By MIGUEL SANTIESTEBAN
CANTON, Ga. – Every morning, Dolman Martinez goes to the Chevron gas station on Marietta Road in Canton, Georgia. Martinez is usually one of the first people to get picked up to work for residents in the city who need a day laborer, but last Monday, he seemed to not have any luck. Martinez put his head down and started walking back home. “Beep beep!” Suddenly, a man in a pick-up truck pulled up and asked Martinez to work for him. “Hijole, no me lo esperaba,” Martinez said before getting into the passenger seat. What Martinez did not know was that he was going to remember this Monday for a very long time.
Martinez, just like many other Hispanics in the city, is a day laborer who has to hunt and/or wait for a job every day at the Chevron gas station, which is also known as “La Parada.” He said local Hispanics named this place “La Parada” to define a meeting point for all the people who were out of work. The meaning of “La Parada” is “The Stop,” which perfectly fits the system of how things work with day laborers at this gas station. Canton Residents, especially Americans, go to “La Parada” in their vehicles and pick Hispanics up to do jobs at their homes such as landscaping, construction, and house cleaning. The problem is that if you do not get picked, you do not earn any money that day.
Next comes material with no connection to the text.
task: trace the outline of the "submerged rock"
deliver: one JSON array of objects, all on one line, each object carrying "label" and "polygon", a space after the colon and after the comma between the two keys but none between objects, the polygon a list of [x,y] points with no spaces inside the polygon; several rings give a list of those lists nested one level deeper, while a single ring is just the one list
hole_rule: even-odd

“The secret at La Parada is to be clever,” Martinez said. “You got to move fast because everybody is looking to get picked, everybody needs to work.”
The 23-year-old day laborer arrived in the United States in 2013 to look for more work opportunities. After long weeks in the desert, Martinez was able to cross the border, leaving his whole family behind in Guatemala. Martinez has lived in Canton since then. He said he likes the city a lot because there are jobs to do, and unlike his hometown, it is a really safe place. However, Martinez does not have a stable job, so he must go to “La Parada” every day of the week.
According to Data USA, 25.2% of the population in Canton is Hispanic. The platform reported that there are 6,135 Hispanic residents in the city and that 2,569 of them are living below the poverty line. Martinez is part of the almost 50% of Hispanics in Canton who are living in poor conditions and/or are out of a job.
Each local resident who drives by “La Parada” usually picks two to three Hispanics up to work for them, Martinez said. His daily purpose is to work no matter how hard the job or the conditions might be. Martinez said he must work because he has to send money to his parents in Guatemala so that they can buy food and medicine. Unfortunately, there are days when Martinez does not find a job.
“When I don’t get picked, I only thank God because I have life and I can breathe fresh air,” Martinez said. “If I don’t get money today, I will wake up earlier tomorrow and work harder to achieve it.”
Amanda Moore is a local resident who sometimes picks day laborers up from “La Parada.” Moore said every time she gets to this place, she can see how desperate these Hispanics are to get a job for the day. She said she usually hires people to mow her lawn or to do painting at her house. Moore said she knows how to speak Spanish, so that helps her connect better with the people she picks up.
“You get to talk to these Hispanics while you drive them to your house or while they do work,” Moore said. “Their stories are so inspiring.”
Martinez’s journey was one the stories that inspired Moore. She said she picked him up last Monday as he was walking away from “La Parada.” Moore said Dolman was different because wanted to do more than just yard work. She said “Dolman” was eager to learn and to improve his quality of life. Martinez worked with Moore for only three hours that Monday and she paid him $250; the biggest salary he had ever earned.
“I wasn’t expecting to earn that much money in one day,” Martinez said. “This day motivated a lot, it made me believe that everything is possible in life and that every day is a new victory.”